Why does the second one work?

Question 3:

If I do:

break counter * 2
println!("After break");

compile error is: error: expected ;, found println
If I do:

break counter * 2;
println!("After break");

there is no more compile error, but:

15 |             println!("After break");
   |             ^^^^^^^^^^^^^^^^^^^^^^^ unreachable statement

But at least I understand this.
What I do not understand is why the break counter * 2 is working fine but if I add something after it we have compile error.

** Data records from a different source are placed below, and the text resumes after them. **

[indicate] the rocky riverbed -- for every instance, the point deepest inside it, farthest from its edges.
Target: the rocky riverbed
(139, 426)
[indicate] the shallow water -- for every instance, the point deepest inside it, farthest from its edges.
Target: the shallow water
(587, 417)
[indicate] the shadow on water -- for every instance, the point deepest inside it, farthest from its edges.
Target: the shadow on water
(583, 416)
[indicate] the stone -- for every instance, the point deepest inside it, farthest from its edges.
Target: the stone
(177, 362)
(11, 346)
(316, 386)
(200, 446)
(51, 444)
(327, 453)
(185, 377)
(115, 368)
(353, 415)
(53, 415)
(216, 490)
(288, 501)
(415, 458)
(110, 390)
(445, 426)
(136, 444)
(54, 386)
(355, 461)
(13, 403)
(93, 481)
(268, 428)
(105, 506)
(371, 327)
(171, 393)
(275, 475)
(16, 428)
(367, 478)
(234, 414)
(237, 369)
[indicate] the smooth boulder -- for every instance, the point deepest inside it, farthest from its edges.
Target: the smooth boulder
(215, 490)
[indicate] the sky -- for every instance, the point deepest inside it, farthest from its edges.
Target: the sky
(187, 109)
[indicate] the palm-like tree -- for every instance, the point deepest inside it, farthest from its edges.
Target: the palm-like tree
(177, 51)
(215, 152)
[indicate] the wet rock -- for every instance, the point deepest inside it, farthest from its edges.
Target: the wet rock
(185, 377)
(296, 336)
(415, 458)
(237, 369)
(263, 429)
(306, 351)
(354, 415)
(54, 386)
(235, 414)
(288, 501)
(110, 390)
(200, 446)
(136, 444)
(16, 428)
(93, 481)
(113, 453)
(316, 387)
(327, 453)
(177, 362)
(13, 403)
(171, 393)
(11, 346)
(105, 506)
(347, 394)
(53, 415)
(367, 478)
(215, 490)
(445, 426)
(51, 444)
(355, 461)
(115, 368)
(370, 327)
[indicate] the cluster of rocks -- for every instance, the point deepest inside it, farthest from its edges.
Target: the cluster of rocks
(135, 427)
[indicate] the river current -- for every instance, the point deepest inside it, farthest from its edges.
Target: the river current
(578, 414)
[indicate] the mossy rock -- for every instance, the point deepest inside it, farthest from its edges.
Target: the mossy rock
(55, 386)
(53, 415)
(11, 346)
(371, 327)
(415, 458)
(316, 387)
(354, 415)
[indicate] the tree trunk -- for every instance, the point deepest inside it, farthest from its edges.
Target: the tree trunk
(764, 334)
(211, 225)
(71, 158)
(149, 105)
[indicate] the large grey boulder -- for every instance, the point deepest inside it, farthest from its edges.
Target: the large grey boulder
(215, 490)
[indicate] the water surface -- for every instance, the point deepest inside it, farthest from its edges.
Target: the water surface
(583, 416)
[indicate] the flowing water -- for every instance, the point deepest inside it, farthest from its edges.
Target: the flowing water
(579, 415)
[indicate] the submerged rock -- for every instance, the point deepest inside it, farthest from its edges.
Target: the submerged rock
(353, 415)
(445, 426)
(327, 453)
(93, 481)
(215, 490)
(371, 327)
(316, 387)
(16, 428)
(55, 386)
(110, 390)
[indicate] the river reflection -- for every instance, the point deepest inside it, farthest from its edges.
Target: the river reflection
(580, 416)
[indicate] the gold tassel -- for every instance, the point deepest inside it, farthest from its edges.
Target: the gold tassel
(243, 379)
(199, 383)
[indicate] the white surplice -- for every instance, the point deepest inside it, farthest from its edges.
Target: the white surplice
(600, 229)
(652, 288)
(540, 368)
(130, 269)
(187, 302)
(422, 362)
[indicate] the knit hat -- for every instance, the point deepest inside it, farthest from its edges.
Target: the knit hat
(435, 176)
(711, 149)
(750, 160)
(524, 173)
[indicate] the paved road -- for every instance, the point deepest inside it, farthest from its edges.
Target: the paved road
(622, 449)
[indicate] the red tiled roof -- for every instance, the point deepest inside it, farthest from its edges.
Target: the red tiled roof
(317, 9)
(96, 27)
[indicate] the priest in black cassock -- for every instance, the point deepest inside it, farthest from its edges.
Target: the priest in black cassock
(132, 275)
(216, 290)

To be honest, I am confused with this Example 2 my understanding is that if we want to return value from expression last line should be without ";" (like in Example 1), but clearly Example 2 proves otherwise.


Solution

  • Rust is a very expression-oriented language. And expressions, crucially, return values. When you write a function, you're writing an expression. That expression can consist of several statements separated by semicolons.

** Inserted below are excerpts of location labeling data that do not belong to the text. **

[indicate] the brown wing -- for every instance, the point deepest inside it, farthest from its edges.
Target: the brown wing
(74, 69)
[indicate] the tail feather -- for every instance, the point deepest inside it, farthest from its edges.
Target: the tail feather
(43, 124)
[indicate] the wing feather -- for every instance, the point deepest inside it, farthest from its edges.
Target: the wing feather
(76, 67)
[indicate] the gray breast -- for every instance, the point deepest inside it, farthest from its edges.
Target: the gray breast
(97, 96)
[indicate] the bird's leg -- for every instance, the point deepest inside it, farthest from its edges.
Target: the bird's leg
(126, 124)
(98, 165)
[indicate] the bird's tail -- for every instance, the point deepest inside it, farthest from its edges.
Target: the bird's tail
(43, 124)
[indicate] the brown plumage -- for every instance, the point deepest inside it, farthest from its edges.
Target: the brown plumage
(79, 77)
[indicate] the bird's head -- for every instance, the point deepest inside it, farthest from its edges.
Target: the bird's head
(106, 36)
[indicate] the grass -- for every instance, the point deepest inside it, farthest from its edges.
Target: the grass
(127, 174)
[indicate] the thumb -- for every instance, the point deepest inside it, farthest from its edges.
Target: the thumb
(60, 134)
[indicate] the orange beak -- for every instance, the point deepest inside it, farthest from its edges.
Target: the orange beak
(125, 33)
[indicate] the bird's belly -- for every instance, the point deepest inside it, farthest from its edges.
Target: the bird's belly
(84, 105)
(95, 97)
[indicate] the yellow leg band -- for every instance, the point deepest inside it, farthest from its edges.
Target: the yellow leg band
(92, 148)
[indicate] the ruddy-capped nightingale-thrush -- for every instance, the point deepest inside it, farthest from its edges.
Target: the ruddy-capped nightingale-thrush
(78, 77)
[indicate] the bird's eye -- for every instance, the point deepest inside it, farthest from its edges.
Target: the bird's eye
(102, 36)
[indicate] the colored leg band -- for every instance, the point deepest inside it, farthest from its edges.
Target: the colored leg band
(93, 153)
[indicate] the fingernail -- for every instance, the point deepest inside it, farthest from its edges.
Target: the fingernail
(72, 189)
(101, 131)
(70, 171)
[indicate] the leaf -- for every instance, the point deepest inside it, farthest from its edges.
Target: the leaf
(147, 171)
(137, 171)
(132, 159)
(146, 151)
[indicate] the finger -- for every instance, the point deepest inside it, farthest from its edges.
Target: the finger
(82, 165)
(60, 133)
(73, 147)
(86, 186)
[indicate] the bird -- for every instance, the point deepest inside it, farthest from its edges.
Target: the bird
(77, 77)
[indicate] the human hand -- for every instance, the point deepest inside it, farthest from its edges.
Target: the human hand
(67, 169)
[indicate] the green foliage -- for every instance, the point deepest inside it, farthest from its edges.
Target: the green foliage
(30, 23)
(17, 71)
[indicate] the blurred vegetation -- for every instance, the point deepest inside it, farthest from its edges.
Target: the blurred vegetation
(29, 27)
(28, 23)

    This is where Rust diverges from most other C-derived languages. Expressions are the driver in Rust, and semicolons separate statements. So a valid expression is { a ; b ; c ; d }, where d is the eventual result. a, b, and c are mere side effects. In C, by contrast, a function is a sequence of statements terminated by semicolons, and statements contain expressions. So in C, a function body might look like { a ; b ; c ; d ; }, where each statement is executed for side effects, and one of them might happen to be a return statement, but it's still a statement.

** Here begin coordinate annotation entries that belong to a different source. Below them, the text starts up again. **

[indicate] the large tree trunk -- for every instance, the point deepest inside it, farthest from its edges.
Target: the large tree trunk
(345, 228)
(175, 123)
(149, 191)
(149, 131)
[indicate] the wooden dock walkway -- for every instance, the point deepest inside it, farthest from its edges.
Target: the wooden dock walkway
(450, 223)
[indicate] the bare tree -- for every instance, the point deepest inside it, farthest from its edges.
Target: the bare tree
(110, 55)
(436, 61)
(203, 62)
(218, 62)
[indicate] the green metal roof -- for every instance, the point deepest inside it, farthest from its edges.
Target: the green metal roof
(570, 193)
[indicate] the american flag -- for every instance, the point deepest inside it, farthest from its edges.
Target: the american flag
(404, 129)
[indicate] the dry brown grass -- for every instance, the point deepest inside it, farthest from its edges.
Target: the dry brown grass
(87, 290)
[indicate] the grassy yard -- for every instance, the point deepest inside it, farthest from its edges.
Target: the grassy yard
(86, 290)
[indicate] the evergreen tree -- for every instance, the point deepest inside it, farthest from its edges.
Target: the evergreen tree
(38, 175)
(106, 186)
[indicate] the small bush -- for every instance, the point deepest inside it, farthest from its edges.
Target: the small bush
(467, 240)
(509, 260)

    If a sequence of expressions in Rust ends in a semicolon, Rust assumes you meant to insert an extra () as the end, so { a ; b ; c ; d ; } translates to { a ; b ; c ; d ; () }. This is why we don't have to write () at the end of all of our unit-returning functions. It's just the default.

    It's a more functional way of looking at things. A function returns a value, and whatever else happens is a side effect. The "usual" return value at the end of a function is simply that value, as an expression.

    Now, because Rust supports a more imperative style (and because it's often useful and convenient), Rust also supports statements such as break and return, which break out of the usual flow of control early. These are statements. They have side effects which happen to return values, but they are not the "usual" return value of the expression.

    let result = loop {
      counter += 1;
      if counter == 10 {
        break counter * 2;
      }
    };
    

    The inside of the loop, like most things in Rust, is an expression. So it can return a value. That value is ignored, since the loop is just going to run again. In this case, the block is equivalent to

    let result = loop {
      counter += 1;
      if counter == 10 {
        break counter * 2;
        ()
      } else {
        () // 'if' can also insert () in the else block when used as an expression
      }
    };
    

    and we return () explicitly. If you remove the semicolon, you get

    let result = loop {
      counter += 1;
      if counter == 10 {
        break counter * 2
      } else {
        () // 'if' can also insert () in the else block when used as an expression
      }
    };
    

    break, as an expression, "returns" a value as well. That value is of the diverging type, called never or !. Since break is guaranteed to diverge (i.e. to exit the usual flow of control), it returns !, which is the only type in Rust that is compatible with every other type. So the result of this if expression is still (), since ! can convert to (). This is all moot, of course, since the loop will just run again if not broken, but that's what Rust is reasoning about internally.

    In summary, you're not trying to return from the last line of the { ... } block of the loop. You're trying to break out of the loop, which is not a normal return; it breaks the usual rules that the loop would follow, so it needs a special statement, and statements in Rust are separated from one another by a semicolon. The fact that you can end the statement sequence without a semicolon is incidental here, since loop ignores its block's result anyway.